113.The purpose of the Area List was to establish that the deceased had placed a reservation for ownership over a parcel of land in the area before demarcation. It did not conclusively give the deceased the exclusive legal and proprietary rights unless he had complied with the set requirements. Nonetheless, I find that the deceased surrendered the property to the 4th Defendant in exchange for the 4th Defendant’s property. It was at this point that he acquiesced any rights that had accrued. The estate of the deceased could not therefore claim purely and primarily based on this list.
(e) Who is the rightful and legal proprietor of all that parcel of land namely Kitale Municipality Block 15 (Koitogos)/355?
114.I have already found that the 1st and 2nd Defendants procedurally obtained title to the suit land, although the 2nd Defendant’s name did not appear in the sale agreement, the same appeared in the application for consent and the consent issued in his favor together with his wife at that time. I find that the issuance of the title complied with the dictates of the law and I see no reason to interfere with the ownership embedded therein.
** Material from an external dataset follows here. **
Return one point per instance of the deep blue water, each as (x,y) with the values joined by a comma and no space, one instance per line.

I therefore find that the 1st and 2nd Defendants are the rightful and legal proprietors of all that parcel of land namely Kitale Municipality Block 15 (Koitogos)/355. I find that by dint of Section 26 of the Land Registration Act, they are the absolute, rightful and legal proprietors of the suit land. I therefore find that the title deed issued by the 3rd Defendant was proper and regular.
(f) Whether the Plaintiffs have proved their case on a balance of probabilities?
115.The Plaintiffs have not demonstrated that their deceased father was the proprietor of all that parcel of land namely Kitale Municipality Block 15 (Koitogos)/355. They have therefore failed to prove that on a balance of probabilities, they are entitled to the reliefs sought. The suit must consequently fail. The upshot of the above is that the Plaintiffs’ suit lacks merit. It is hereby dismissed with costs to the 1st, 2nd and 3rd Defendants.
116.It is so ordered.
JUDGMENT DATED, SIGNED AND DELIVERED AT KITALE VIA TEAMS PLATFORM ON THE 23RD DAY OF SEPTEMBER, 2024.HON. DR. IUR FRED NYAGAKAJUDGE, ELC KITALEIn presence of :Gemenet……………………………………… for the PlaintiffKeya for Ingosi………………… for 1st DefendantSambu…………………………………………… for 4th DefendantKeya for Wanyonyi…………… for 2nd DefendantOdongo………………………………………… for 3rd Defendant.